Background Significant variations have been described in the utilization of total joint arthroplasty (TJA) in patients with hip and knee osteoarthritis (OA), which cannot be entirely explained by clinical need or heath system issues. Patient preferences may play an important role in this variation.
Objectives To evaluate the knowledge, familiarity and preferences of patients with knee and hip OA with respect to TJA.
Methods Consecutive patients with knee or hip OA attending orthopedic clinics were invited to participate in the study. A survey was administered before the patient’s visit with the surgeon inquiring about their preferences for surgery and their familiarity with the procedure. After their visit patients were asked once again about their preferences for surgery. Surgeons were also independently asked whether they had recommended TKA for each patient.
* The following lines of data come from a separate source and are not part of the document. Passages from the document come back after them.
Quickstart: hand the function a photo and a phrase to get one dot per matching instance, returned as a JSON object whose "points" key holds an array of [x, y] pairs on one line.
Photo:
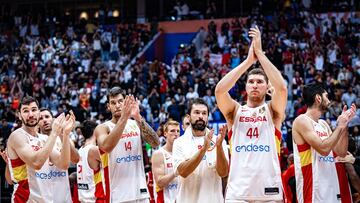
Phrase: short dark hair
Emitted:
{"points": [[310, 91], [46, 109], [87, 128], [114, 92], [197, 101], [258, 71], [27, 100]]}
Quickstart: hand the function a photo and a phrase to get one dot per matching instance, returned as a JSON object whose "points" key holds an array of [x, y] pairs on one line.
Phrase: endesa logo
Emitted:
{"points": [[127, 159], [50, 175], [248, 119], [172, 186], [328, 159], [252, 148]]}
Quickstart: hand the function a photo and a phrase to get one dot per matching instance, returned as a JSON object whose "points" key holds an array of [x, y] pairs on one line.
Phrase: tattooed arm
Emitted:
{"points": [[148, 134]]}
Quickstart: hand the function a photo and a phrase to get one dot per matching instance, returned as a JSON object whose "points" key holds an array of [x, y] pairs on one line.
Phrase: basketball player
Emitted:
{"points": [[318, 177], [30, 154], [61, 185], [255, 135], [120, 143], [89, 179], [200, 158], [166, 182], [186, 122]]}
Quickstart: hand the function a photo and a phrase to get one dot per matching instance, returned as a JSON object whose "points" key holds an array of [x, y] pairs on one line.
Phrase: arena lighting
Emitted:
{"points": [[84, 15], [116, 13]]}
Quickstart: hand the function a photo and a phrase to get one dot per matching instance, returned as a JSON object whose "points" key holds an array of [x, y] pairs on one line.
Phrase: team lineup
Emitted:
{"points": [[195, 167]]}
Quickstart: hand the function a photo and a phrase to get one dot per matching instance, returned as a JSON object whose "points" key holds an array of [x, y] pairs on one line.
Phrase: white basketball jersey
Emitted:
{"points": [[32, 185], [255, 173], [61, 185], [316, 175], [168, 194], [124, 167], [90, 187]]}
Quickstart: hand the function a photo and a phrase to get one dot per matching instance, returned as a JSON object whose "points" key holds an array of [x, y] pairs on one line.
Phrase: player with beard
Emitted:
{"points": [[255, 134], [200, 158], [61, 186], [120, 143], [30, 154], [318, 177]]}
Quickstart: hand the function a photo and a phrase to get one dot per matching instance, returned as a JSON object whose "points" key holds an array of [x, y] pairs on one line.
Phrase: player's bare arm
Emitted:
{"points": [[222, 166], [18, 146], [225, 103], [304, 132], [7, 171], [94, 159], [147, 132], [341, 146], [74, 154], [158, 169], [188, 166], [108, 140], [62, 159], [279, 98]]}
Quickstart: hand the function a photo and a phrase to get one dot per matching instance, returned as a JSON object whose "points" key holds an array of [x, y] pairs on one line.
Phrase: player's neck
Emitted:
{"points": [[198, 133], [168, 147], [313, 113], [30, 130], [254, 104]]}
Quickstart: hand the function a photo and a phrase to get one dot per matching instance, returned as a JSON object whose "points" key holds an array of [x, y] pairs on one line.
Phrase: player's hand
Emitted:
{"points": [[4, 155], [135, 109], [255, 34], [208, 140], [126, 108], [346, 115], [57, 124], [251, 54], [349, 158], [69, 124], [221, 136]]}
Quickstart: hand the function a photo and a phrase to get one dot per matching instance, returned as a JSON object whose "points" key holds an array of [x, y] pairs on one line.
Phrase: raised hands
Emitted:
{"points": [[221, 136], [255, 34], [208, 140], [126, 107], [69, 123], [57, 124], [346, 115], [4, 155], [349, 158]]}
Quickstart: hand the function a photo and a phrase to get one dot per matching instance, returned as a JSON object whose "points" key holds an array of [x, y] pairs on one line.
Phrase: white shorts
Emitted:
{"points": [[146, 200]]}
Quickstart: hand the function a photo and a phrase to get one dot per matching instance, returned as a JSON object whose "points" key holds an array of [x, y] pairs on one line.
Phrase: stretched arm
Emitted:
{"points": [[186, 167], [35, 159], [108, 140], [222, 166], [226, 104], [147, 133], [62, 159], [304, 132], [74, 154], [158, 169], [7, 171], [279, 98], [353, 176]]}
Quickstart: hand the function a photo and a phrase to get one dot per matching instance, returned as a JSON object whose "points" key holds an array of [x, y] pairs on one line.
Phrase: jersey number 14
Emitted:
{"points": [[253, 132]]}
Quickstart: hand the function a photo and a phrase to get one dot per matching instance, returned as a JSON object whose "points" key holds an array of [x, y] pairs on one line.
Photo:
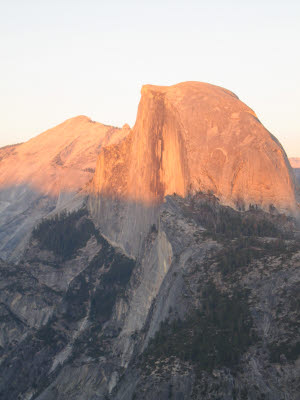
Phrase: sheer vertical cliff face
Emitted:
{"points": [[188, 137]]}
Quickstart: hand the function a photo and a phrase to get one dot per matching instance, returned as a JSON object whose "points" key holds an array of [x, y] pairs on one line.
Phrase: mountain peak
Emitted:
{"points": [[187, 138]]}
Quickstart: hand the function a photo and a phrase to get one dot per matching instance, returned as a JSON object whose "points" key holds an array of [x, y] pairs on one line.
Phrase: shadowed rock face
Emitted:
{"points": [[188, 137], [46, 173]]}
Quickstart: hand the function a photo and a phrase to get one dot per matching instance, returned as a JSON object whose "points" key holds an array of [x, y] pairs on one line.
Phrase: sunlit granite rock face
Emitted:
{"points": [[45, 174], [295, 163], [188, 137]]}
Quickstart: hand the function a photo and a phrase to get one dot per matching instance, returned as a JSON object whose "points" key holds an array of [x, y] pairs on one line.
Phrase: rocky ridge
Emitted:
{"points": [[45, 174], [138, 293]]}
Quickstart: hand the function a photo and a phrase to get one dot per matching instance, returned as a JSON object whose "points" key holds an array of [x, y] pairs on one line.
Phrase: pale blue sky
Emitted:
{"points": [[63, 58]]}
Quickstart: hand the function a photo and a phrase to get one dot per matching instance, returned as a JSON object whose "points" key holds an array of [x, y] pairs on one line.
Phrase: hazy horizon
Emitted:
{"points": [[63, 59]]}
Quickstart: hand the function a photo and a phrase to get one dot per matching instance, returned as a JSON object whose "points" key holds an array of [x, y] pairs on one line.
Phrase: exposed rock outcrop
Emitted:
{"points": [[188, 137], [45, 174], [295, 162]]}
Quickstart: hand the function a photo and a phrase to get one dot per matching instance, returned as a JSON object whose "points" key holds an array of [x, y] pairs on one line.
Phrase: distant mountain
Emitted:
{"points": [[171, 272], [295, 162], [188, 137], [43, 174]]}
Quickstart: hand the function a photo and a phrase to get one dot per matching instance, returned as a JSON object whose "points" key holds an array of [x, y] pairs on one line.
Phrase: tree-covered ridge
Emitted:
{"points": [[65, 233], [225, 222], [211, 337]]}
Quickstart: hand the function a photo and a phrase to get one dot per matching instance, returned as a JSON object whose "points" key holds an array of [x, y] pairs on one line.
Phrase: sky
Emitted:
{"points": [[60, 59]]}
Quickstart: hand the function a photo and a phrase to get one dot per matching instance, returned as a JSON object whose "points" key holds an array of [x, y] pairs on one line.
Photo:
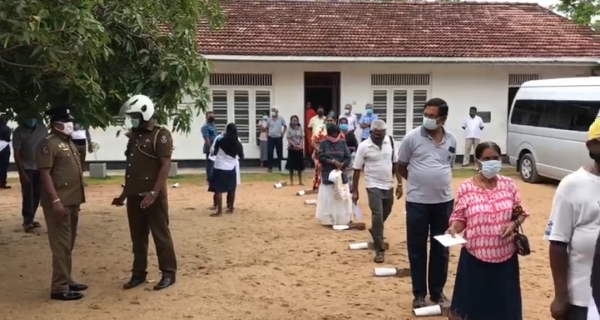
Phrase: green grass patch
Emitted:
{"points": [[259, 177]]}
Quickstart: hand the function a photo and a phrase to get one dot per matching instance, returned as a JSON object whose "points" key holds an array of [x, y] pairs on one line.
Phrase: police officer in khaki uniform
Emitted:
{"points": [[149, 153], [62, 193]]}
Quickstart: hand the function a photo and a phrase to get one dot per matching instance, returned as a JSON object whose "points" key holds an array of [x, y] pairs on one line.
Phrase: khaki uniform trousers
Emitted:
{"points": [[154, 219], [62, 233]]}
Results 203 patients with knee OA and 78 patients with hip OA were included in the study: 43% were female, 69% white, mean age was 59.6 years. Half of the patients thought they were likely to undergo TKA within the next 6 months. Fifty-three percent of them stated they had little or no knowledge about TKA, and 24% did not know anyone who had undergone TJA. Patients felt that the opinions of their families about surgery were as important as those from their primary care physicians. Patients with hip OA were more likely than those with knee OA to believe that TJA would be very helpful (53% vs. 33% p<0.01), result in significant pain relief (87% vs. 65% p<0.01) and function improvement (85% vs. 65% p=0.03). Risk of complications was felt to be similar by both groups. When asked before the visit about the role they wanted to have at the time of the visit, 28% of the patients wanted their surgeon to make the decision about whether they should undergo TJA, and 22% wanted to make the final decision themselves; however when asked about the role they actually played during visit, the concordance between desired and actual role was low (kappa 0.33).
Conclusions Our results show that patients with OA vary in their knowledge, attitudes and preferences about TJA, suggesting that these may play an important role in the observed variation in the utilization rates for this procedure.